Bone formation is mediated by biochemical signaling pathways that regulate the behavior of osteoblasts and osteoclasts. The bone tissue is continuously being remodeled - aged bone is reabsorbed, while new bone is ossified.1
Gene regulation and osteoblast differentiation are essential factors for bone regeneration. Several studies showed that microRNAs (miRNAs) are imperative epigenetic factors that control many aspects of bone development and repair. These non-coding RNA fragments regulate gene expression at the post-transcriptional level, playing an essential role in other cellular processes, such as differentiation, proliferation, and apoptosis. 2 3
Figure 1: Steps involved in miRNA-based bone regeneration. 4
It is believed that manipulation of microRNAs may allow the development of bone regeneration therapy. Therapeutic trials using microRNA for bone diseases are already being performed in animal models. With the high level of life expectancy of the general population, there is a growing need to repair bone defects, such as osteoporosis. Therefore, it is necessary to develop efficient alternatives to conventional treatments, such as autologous or allogeneic bone grafts, as they present some disadvantages related to limited availability, possibility of infection and severe postoperative pain. 2 3
As a bone regeneration strategy, different hydrogel-based scaffolds can be developed to release miRNA locally to surrounding cells, providing a platform for cell migration, adhesion, and differentiation. This technique is quite advantageous, mainly compared to the preparation of scaffold-free miRNA nanoparticles. These particles are quickly eliminated from the desired sites after in vivo injection due to their small size and discontinuous release in the scaffold-free strategy. 5
Figure 2: Schematic diagram of RNA-based scaffolds used for bone regeneration. 5
Chang et al. (2018) performed an analysis of differentially expressed miRNAs in bone marrow-derived stem cells (BMSC) during in vitro differentiation of osteoblast. The team validated the regulatory effects of miRNAs on the differentiation of osteoblasts and identified 15 miRNAs, mainly miR-222 and miR-423, that are important regulators of osteoblastogenesis. In addition, the targeting of miRNAs to increase bone tissue regeneration was also tested. Scaffolds that were functionalized with miRNA nano-carriers increased osteoblastogenesis in 3D culture. Several additional miRNAs exerted additive osteoinductive effects on BMSC differentiation, suggesting that pools of miRNAs supplied locally from an implanted scaffold are a promising approach for bone regeneration. 6
REFERENCES
1. Kaur, T., Kapila, R. & Kapila, S. MicroRNAs as Next Generation Therapeutics in Osteoporosis. in Clinical Implementation of Bone Regeneration and Maintenance (eds. Barbeck, M., Rosenberg, N., Rider, P., Kačarević, Ž. P. & Jung, O.) (IntechOpen, 2021).

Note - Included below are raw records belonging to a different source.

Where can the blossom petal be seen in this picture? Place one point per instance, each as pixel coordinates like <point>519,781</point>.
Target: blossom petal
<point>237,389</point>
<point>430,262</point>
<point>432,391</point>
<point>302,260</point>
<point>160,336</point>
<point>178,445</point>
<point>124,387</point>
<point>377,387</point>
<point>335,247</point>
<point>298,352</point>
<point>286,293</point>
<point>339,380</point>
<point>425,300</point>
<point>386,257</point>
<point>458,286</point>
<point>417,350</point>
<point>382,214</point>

2. Nakasa, T., Yoshizuka, M., Andry Usman, M., Elbadry Mahmoud, E. & Ochi, M. MicroRNAs and Bone Regeneration. Curr. Genomics 16, 441–452 (2015).

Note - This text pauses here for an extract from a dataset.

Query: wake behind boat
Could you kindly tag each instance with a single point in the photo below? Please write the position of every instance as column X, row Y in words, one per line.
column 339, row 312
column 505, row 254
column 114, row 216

3. Hensley, A. P. & McAlinden, A. The role of microRNAs in bone development. Bone 143, 115760 (2021).
4. Fang, S., Deng, Y., Gu, P. & Fan, X. MicroRNAs regulate bone development and regeneration. Int. J. Mol. Sci. 16, 8227–8253 (2015).
5. Leng, Q., Chen, L. & Lv, Y. RNA-based scaffolds for bone regeneration: application and mechanisms of mRNA, miRNA and siRNA. Theranostics 10, 3190–3205 (2020).
6. Chang, C.-C. et al. Global MicroRNA Profiling in Human Bone Marrow Skeletal-Stromal or Mesenchymal-Stem Cells Identified Candidates for Bone Regeneration. Mol. Ther. 26, 593–605 (2018).